Жанр: Зарубежная классика, Зарубежная литература
сообщить о неприемлемом содержимом
Текущая страница: 23 (всего у книги 50 страниц)
18. ПИСЬМО
В совокупности причин, приведших Джорджа обратно в Америку, одна была весьма удручающей. Он истратил все деньги, и ему теперь предстояло зарабатывать на жизнь. Эта проблема причиняла ему немало беспокойства в течение проведенного за границей года. Он не знал, на что годится, разве что к преподаванию, и хотел, если удастся, остаться в Нью-Йорке. Поэтому подал заявление и представил документы в одно из больших учебных заведений города. Было много переписки, несколько друзей хлопотали за него, и незадолго до отплытия в Европу он получил уведомление, что на работу принят. Школа прикладных искусств находилась в центре города, и Джордж, сойдя с судна, снял комнату в одном из небольших отелей поблизости от нее. Потом с приятным сознанием, что наконец «встал на ноги», поехал в Либия-хилл, пока не начались занятия, засвидетельствовать свое почтение тете Мэй и дяде Марку.
Когда после этого краткого визита Джордж вернулся в Нью-Йорк, город показался ему пустынным. Он не видел никого из шакомых, и радость возвращения почти сразу же сменилась старым неотступным чувством бездомности, погони за несуществующим. Это чувство, наверное, знакомо каждому, кто возвращался в Нью-Йорк после долгого отсутствия; оно до того властное и характерное для этого города, что люди испытывают его даже после отъезда на месяц.
И, пожалуй, именно эта особенность делает жизнь в Нью-Йорке такой замечательной и кошмарной. Это приют, в котором как нигде на свете чувствуешь себя бесприютным. Это громадный заезжий дом. Потому-то он такой странный, такой жестокий, такой нежный, такой прекрасный. Нью-йоркцем становишься сразу же, пять минут в нем – словно пять лет, и принадлежит эта многолюдная твердыня не тому, кто умер в среду – о нем, увы, уже забыли, – но тому, кто приехал в город прошлой ночью.
Это очень жестокий, очень любящий друг.
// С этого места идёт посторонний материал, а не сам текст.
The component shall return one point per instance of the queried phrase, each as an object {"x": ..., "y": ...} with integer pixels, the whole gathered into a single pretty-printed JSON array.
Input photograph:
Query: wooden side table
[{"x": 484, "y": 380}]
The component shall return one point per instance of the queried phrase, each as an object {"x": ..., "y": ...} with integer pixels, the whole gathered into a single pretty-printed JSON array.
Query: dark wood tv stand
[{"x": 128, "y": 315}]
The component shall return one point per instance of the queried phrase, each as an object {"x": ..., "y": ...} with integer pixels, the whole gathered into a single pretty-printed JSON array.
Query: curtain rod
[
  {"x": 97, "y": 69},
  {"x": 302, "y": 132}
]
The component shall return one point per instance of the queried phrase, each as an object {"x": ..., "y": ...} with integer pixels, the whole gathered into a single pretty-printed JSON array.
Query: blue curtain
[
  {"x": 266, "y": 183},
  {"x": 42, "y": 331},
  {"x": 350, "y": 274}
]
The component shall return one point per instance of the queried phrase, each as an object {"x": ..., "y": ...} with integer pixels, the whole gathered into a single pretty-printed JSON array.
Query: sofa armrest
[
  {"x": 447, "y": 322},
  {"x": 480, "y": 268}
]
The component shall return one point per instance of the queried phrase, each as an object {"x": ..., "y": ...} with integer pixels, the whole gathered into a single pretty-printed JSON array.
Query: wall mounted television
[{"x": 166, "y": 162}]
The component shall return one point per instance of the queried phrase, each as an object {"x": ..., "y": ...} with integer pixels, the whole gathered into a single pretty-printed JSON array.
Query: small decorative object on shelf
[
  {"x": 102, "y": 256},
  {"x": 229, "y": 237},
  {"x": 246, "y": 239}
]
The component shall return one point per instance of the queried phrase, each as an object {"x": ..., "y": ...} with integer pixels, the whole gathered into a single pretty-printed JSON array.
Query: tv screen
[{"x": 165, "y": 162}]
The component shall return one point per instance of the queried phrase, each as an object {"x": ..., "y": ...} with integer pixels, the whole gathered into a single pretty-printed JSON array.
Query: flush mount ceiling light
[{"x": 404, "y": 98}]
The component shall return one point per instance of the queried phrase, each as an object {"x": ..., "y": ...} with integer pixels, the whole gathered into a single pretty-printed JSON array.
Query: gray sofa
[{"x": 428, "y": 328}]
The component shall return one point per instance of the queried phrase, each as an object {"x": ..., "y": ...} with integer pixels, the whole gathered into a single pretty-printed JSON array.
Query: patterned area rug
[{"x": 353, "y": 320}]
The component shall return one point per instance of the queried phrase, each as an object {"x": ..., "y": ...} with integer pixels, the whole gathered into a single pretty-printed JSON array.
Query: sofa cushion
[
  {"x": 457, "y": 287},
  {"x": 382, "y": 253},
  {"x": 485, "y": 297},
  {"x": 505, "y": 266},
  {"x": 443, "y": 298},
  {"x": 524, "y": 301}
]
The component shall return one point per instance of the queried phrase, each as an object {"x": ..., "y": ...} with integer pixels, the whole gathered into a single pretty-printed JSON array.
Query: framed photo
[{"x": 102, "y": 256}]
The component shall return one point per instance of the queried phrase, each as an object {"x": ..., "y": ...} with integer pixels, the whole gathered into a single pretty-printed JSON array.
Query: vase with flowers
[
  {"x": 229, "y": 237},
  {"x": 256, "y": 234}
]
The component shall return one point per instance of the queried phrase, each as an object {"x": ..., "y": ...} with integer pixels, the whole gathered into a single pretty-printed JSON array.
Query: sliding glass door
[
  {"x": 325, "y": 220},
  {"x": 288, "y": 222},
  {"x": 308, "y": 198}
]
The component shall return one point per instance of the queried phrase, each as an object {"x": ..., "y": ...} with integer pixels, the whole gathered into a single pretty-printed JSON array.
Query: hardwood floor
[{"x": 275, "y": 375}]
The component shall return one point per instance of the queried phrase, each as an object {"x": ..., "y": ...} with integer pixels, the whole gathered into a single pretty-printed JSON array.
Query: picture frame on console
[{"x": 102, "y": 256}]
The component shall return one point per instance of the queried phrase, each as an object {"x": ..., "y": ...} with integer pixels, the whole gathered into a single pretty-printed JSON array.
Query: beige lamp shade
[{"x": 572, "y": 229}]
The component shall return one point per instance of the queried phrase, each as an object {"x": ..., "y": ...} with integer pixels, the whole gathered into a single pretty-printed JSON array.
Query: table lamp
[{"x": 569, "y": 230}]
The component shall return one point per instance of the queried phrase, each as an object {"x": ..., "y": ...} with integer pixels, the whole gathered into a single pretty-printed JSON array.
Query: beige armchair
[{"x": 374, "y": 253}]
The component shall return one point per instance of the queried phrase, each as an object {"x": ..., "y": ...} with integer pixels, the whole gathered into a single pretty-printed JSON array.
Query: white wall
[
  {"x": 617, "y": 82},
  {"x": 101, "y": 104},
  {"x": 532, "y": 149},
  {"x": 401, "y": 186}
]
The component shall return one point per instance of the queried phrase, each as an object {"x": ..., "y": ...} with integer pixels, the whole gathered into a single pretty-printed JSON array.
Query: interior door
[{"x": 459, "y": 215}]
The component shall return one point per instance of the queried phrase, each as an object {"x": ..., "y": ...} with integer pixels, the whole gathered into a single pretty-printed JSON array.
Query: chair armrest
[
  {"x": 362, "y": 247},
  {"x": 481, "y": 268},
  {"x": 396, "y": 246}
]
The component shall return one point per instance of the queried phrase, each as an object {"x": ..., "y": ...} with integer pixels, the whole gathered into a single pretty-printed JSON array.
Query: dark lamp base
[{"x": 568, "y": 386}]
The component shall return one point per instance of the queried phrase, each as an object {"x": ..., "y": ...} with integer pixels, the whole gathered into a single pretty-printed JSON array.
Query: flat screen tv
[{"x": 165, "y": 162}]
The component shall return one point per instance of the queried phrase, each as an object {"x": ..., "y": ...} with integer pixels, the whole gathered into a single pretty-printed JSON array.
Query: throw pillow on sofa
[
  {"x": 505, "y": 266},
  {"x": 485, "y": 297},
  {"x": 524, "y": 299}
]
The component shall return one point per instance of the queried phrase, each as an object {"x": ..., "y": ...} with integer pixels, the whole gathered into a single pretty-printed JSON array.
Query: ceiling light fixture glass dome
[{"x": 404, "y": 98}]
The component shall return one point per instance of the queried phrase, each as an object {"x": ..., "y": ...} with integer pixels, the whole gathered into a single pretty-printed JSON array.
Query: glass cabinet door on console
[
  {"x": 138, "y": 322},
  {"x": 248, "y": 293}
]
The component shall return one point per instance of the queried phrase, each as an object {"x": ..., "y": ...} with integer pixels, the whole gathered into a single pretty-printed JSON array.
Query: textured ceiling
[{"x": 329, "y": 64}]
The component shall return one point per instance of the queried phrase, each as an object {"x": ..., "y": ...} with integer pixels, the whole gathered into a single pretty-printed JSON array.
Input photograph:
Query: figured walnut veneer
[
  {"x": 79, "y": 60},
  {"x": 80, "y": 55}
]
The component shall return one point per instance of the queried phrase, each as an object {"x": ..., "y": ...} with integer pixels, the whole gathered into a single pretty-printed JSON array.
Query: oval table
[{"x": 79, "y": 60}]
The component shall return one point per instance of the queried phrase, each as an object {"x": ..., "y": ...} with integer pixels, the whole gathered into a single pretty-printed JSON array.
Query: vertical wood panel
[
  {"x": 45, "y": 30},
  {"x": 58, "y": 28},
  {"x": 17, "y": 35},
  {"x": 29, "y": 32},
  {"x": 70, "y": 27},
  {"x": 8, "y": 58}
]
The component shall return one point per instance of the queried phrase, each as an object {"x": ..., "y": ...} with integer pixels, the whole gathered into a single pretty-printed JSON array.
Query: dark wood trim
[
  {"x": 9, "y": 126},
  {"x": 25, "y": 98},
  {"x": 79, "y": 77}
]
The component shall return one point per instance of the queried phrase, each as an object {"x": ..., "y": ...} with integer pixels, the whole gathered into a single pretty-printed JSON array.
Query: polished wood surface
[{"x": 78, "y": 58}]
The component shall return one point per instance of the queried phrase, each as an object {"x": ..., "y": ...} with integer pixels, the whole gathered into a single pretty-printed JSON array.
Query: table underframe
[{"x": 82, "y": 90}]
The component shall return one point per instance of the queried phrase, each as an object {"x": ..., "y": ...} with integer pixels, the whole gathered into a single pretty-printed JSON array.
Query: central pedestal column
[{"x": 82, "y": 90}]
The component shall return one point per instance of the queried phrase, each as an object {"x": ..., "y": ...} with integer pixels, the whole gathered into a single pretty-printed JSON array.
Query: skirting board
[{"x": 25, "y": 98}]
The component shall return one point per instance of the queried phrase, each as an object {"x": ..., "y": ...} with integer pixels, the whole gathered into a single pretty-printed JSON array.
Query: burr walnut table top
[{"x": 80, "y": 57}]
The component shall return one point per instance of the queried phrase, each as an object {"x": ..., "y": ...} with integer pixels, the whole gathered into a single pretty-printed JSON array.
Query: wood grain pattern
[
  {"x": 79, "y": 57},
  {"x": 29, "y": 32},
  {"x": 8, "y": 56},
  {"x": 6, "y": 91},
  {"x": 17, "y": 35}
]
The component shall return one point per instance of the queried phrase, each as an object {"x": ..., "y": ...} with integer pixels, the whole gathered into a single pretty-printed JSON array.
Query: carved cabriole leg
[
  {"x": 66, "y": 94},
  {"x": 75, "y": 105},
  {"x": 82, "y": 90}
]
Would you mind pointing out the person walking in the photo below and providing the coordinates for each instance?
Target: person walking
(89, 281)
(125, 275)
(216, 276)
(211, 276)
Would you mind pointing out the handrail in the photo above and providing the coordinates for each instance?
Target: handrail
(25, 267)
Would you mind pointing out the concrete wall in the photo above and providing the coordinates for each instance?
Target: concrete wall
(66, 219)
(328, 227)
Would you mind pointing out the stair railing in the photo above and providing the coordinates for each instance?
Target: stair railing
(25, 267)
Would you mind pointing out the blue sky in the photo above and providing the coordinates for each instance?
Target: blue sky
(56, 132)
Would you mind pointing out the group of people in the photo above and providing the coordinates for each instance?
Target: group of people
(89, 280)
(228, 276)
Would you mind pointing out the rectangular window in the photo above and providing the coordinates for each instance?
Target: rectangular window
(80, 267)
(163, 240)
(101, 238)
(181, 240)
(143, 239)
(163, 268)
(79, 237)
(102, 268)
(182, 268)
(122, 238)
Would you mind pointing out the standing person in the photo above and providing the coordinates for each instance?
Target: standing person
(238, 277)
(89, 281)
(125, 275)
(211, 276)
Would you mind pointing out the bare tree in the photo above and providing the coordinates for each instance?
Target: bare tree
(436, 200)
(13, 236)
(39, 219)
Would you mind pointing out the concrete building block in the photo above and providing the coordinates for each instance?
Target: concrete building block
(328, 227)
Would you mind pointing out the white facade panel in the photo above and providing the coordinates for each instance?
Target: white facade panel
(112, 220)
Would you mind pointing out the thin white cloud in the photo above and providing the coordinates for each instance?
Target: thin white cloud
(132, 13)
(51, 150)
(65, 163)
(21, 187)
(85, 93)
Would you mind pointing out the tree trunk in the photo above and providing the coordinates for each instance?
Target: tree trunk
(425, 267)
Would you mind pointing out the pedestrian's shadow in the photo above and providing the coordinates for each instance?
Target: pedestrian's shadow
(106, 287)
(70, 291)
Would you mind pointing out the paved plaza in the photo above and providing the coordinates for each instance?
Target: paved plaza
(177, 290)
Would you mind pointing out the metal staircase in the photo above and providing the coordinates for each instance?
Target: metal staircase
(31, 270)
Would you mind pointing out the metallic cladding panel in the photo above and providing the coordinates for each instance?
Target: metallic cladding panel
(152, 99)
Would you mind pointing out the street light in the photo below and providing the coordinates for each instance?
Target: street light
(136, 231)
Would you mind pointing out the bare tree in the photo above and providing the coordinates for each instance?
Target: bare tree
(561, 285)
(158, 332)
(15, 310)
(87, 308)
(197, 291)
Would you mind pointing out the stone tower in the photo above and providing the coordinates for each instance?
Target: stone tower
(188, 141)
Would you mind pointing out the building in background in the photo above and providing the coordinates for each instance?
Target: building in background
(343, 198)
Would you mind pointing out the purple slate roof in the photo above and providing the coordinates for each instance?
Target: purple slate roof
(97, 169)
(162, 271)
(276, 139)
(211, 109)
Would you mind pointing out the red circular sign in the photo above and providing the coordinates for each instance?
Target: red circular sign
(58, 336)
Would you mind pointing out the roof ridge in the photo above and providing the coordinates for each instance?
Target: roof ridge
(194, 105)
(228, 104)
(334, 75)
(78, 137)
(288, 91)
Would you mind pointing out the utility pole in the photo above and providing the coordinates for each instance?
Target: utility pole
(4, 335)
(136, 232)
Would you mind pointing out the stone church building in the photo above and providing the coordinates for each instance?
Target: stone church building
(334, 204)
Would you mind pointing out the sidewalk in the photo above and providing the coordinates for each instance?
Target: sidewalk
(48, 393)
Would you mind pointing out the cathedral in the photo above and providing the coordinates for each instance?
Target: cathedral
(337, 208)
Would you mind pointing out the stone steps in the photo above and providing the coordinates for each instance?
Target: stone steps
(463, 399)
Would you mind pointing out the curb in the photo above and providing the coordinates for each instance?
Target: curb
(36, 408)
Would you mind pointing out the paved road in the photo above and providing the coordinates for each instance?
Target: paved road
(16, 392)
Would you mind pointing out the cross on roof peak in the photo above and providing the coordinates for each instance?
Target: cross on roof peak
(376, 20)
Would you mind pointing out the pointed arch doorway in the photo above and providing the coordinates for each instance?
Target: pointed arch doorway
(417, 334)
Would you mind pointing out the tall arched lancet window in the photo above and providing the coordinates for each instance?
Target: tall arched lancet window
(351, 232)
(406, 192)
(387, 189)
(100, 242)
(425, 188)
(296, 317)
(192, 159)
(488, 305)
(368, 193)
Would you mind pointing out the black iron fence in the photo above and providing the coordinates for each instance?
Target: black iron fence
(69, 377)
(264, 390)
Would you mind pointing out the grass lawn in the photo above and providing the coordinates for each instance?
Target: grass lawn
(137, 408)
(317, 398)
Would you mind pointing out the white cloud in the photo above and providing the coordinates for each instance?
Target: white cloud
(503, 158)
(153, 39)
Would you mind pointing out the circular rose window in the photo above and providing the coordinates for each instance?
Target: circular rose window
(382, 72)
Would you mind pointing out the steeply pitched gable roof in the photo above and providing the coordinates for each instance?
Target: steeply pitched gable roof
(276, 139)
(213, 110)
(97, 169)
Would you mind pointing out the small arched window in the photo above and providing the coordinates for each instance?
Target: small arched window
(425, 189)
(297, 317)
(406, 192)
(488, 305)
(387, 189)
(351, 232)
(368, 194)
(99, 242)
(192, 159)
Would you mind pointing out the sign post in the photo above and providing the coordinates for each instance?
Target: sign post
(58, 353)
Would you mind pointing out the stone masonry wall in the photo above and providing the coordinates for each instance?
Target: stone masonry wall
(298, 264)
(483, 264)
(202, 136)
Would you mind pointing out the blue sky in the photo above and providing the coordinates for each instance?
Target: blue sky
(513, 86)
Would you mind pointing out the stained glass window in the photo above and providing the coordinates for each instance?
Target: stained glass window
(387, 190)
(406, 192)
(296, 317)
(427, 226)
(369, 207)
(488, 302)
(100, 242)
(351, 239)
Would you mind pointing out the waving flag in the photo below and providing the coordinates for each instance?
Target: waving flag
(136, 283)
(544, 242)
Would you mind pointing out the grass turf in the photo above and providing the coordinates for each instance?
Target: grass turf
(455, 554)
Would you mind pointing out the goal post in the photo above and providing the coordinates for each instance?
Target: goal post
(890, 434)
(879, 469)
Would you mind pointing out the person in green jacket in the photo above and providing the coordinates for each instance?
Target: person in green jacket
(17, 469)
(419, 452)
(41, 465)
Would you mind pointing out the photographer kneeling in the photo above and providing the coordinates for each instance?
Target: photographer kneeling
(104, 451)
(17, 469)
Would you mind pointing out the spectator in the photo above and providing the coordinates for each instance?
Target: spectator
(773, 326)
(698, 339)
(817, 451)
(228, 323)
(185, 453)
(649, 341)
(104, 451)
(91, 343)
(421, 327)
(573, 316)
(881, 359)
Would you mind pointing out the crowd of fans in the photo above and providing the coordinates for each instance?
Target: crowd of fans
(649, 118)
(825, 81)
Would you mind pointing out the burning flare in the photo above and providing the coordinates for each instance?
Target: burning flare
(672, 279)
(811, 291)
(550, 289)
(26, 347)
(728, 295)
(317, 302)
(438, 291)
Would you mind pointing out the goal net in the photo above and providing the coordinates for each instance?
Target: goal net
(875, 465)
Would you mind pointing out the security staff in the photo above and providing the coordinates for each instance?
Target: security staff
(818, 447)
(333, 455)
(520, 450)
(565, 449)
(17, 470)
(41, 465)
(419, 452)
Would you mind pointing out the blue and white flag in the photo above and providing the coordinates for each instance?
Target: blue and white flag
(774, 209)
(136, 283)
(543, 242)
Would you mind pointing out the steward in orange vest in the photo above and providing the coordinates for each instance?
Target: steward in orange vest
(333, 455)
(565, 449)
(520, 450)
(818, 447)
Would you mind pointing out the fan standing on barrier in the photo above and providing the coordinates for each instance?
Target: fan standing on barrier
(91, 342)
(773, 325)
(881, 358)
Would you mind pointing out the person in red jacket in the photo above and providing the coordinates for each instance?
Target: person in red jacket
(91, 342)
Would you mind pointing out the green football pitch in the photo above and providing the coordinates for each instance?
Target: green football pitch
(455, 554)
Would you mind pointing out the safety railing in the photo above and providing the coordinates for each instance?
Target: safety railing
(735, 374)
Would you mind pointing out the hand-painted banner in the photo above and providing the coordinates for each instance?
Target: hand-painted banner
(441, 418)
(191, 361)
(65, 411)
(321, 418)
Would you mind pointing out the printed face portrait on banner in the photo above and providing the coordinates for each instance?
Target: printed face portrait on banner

Он многим дает возможность бежать из маленьких городков от нетерпимости и убожества захолустного прозябанья, одаривает их щедростью своей сверкающей, необузданной жизни, теплом убежища, надеждой, захватывающим вдохновением своих бесчисленных перспектив. И тут же предает забвению. Он говорит им: «Я перед вами, я ваш; берите меня, используйте, как угодно; будьте молодыми, гордыми, красивыми в своем юношеском могуществе». И в то же время предупреждает, что здесь они будут ничем, не более чем пылинками; что они могут приезжать, потеть, надрываться, вливать в водоворот городской жизни все свои надежды, горе, боль, радость и страсть, какие только может ведать юность, какие только может вместить в себя отдельная жизнь, и жить здесь, умереть, подвергнуться быстрым похоронам и тут же оказаться забытыми, не оставить даже следа своей ноги на этих людных тротуарах в знак того, что пылающий метеор перестал существовать.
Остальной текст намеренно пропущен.